Shadle says that along with the orchestral work Ethiopia’s Shadow in America (due for release shortly by Naxos) and the cantata Abraham Lincoln Walks at Midnight, he’s especially excited to have the Second Violin Concerto reach a wider audience. ‘To my ears the Concerto is far different than the orchestral works she wrote in the 1930s, like the First Symphony, the Piano Concerto in One Movement, and the First Violin Concerto.’ Alex Ross, in a 2019 article for The New Yorker, described it as ‘a terse, beguiling piece’ with ‘an autumnal quality reminiscent of the final works of Richard Strauss’.
I hear it somewhat differently, finding a more pronounced sense of wry humour and a playfulness than in any of her other works I’ve encountered thus far, save perhaps the Juba dances of the three surviving symphonies. When I ask Ege if she imagines Price as having had a serious, reserved persona, she pauses for a moment. ‘Yes, I think that there is an exterior seriousness to her. But one of the things I’m really enjoying in my research is getting to know her network and a sense of who she was when she was with her friends. She was active in these music societies that would hold socials and dances. Jazz musicians would come and play, and all this hints at a fun-loving side to her that isn’t in the contemporary articles that were written about her. She taught piano and mentored young composers, and was so loved in her network that I can only imagine that she must have been such a warm, kind and generous person. And that joy and that spark is there in her music.’

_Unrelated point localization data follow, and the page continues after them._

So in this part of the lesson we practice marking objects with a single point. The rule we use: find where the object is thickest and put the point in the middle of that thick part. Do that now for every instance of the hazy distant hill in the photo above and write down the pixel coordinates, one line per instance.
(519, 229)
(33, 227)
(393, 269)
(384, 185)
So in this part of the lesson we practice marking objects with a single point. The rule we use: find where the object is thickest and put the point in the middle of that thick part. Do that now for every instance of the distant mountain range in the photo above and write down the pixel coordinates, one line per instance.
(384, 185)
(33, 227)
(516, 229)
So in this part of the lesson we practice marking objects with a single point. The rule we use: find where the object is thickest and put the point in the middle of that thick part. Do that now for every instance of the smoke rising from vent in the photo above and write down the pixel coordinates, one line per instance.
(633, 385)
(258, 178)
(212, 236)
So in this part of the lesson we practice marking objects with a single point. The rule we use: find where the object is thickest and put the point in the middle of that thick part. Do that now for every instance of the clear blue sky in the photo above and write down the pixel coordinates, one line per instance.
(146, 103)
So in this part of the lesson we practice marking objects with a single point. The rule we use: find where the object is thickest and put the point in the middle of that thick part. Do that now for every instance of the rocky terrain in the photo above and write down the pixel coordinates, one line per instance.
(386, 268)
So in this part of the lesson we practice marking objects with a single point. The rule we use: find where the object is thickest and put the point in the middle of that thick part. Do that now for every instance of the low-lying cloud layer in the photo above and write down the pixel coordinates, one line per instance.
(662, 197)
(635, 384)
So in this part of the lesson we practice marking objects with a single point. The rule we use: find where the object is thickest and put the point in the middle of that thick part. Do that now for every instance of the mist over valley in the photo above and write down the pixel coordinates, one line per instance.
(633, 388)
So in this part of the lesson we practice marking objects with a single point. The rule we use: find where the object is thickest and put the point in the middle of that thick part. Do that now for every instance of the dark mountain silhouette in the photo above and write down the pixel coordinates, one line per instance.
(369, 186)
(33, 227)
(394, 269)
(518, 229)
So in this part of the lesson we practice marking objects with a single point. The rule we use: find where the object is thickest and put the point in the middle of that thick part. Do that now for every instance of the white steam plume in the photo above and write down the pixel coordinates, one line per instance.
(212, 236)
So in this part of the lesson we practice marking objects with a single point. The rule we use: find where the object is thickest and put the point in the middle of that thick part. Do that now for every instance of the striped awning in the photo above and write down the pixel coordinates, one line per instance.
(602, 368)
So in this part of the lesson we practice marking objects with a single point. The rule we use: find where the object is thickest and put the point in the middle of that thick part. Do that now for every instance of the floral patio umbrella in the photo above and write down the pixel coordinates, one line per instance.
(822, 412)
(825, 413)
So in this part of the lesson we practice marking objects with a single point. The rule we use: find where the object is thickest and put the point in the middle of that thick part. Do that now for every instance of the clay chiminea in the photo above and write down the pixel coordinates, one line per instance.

For Shadle, the fact that Price’s music offers something new yet also familiar and accessible gives it great potential staying power. ‘Of course we should never get away from her race and gender identities, but we need to talk about just how good her music is, too.’ Nézet-Séguin enthusiastically agrees. ‘Besides the symphonies, I’ve conducted the Piano Concerto, and now I’m learning the Piano Sonata and then there’s the Piano Quintet. Everything I know by Price I find fascinating, beautiful and absolutely worth all the attention her music is finally starting to have.’